Ma Albert Gudmundsson, attaccante precoce che si è conquistato il posto da titolare sia nel PSV che nell'Islanda, ha pensato che il posto migliore per il suo sviluppo non fosse l'Emirates, ma il Philips Stadion.
NxGn"E' stato difficile - ha detto Gudmundsson - Credo che la mia decisione di andare in Olanda fosse legata al fatto che avrei potuto conquistarmi più velocemente un posto da titolare".
"Ho effettuato un provino sia con il Liverpool che con l'Arsenal - ha continuato - ho trascorso dei bei giorni in Inghilterra ma, alla fine, ho dovuto essere realista riguardo al posto in cui avrei potuto giocare di più".
L'Arsenal "è la squadra per cui faccio il tifo, quindi è stata una decisione molto difficile.
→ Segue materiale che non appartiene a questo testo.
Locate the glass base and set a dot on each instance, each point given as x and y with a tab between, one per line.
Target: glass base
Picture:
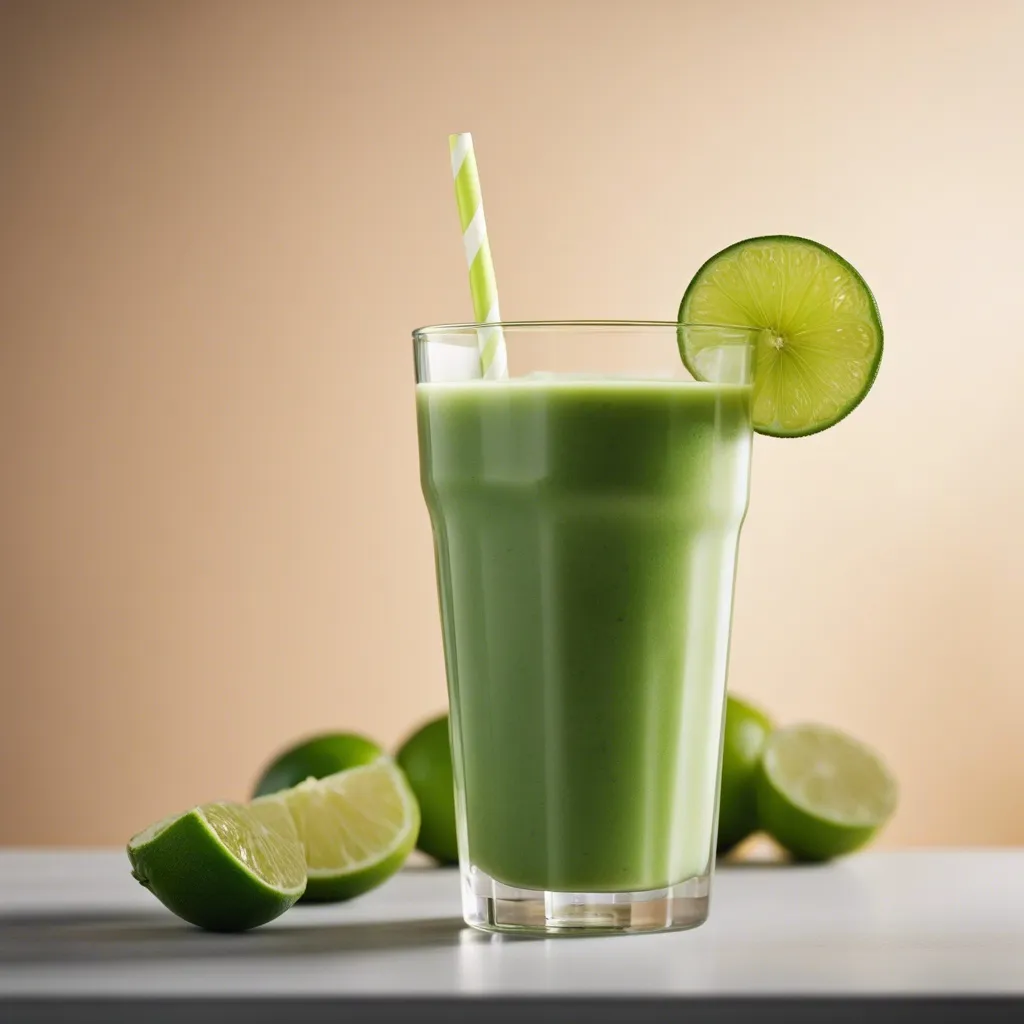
493	906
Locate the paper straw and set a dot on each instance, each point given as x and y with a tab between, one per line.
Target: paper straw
494	359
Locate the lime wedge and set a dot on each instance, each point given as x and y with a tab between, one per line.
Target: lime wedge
822	794
357	827
821	344
224	867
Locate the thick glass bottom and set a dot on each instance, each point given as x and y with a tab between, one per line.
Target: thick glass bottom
493	906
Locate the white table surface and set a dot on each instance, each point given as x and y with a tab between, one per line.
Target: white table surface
921	923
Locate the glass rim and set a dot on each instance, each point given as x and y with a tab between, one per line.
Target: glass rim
435	330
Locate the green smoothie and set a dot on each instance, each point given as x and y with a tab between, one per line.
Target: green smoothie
586	536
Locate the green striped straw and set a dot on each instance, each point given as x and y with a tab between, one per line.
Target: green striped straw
494	359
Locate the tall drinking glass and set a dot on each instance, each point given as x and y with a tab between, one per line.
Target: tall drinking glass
586	516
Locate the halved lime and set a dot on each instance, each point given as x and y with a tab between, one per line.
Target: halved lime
821	345
316	756
224	867
820	793
357	827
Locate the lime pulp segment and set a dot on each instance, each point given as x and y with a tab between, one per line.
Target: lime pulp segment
821	342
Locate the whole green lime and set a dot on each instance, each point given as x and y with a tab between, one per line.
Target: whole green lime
747	729
426	759
315	758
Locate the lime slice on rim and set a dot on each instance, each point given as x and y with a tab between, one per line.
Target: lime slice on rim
820	793
821	344
224	867
357	827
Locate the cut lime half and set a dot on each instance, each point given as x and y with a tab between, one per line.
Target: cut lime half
822	794
357	827
821	342
224	867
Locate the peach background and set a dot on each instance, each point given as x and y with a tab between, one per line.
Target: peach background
220	222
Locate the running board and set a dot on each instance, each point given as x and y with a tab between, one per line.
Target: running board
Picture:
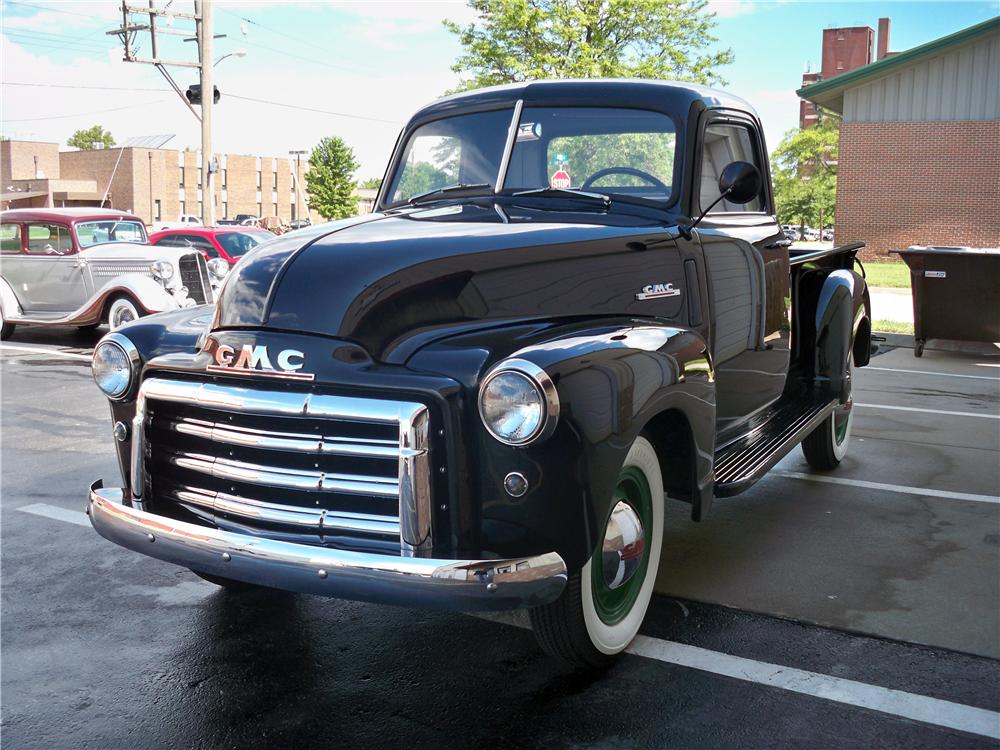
740	463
Ci ho pensato parecchio. Avevo 16 anni e la mia famiglia mi ha aiutato a prendere una decisione. Credo di aver preso quella giusta, ma non si sa mai: vedremo alla fine della mia carriera se ho sbagliato".
La scelta di Gudmundsson di privilegiare la migliore opzione per la propria carriera rispetto al conto in banca riflette un modo di pensare ormai sempre più raro nel mondo del calcio. Un approccio che il giovane islandese ha portato pienamente nello Jong PSV.
Capace di giocare in tutte le zone offensive, Gudmundsson sa mantenere la calma davanti alla porta e calciare indifferentemente con entrambi i piedi. Indubbiamente, in questa stagione è stato la stella della formazione riserve del PSV: 9 i goal segnati in 15 presenze nella seconda serie olandese.
AFP/GettyInoltre, è stato in grado di replicare la propria produttività nella prima squadra del PSV, fornendo due assist in appena 176 giocati sotto la guida di Philip Cocu.
Una tripletta segnata con la maglia dell'Islanda contro l'Indonesia ha proseguito la tradizione di famiglia, un'abitudine che dura da quattro generazioni: dal bisnonno Albert, nella fattispecie, che diventò il primo calciatore professionista islandese andando a giocare nell'Arsenal e nell'Inter.
In Russia il titolare non sarà Gudmundsson, che però sarà sicuramente uno dei primi giocatori della panchina a cui si rivolgerà il ct-dentista nel caso l'Islanda necessiti di un goal.
E a giudicare dagli avversari del girone - Argentina, Croazia e Nigeria - le qualità di Gudmundsson serviranno eccome per provare a passare uno dei raggruppamenti più duri del torneo.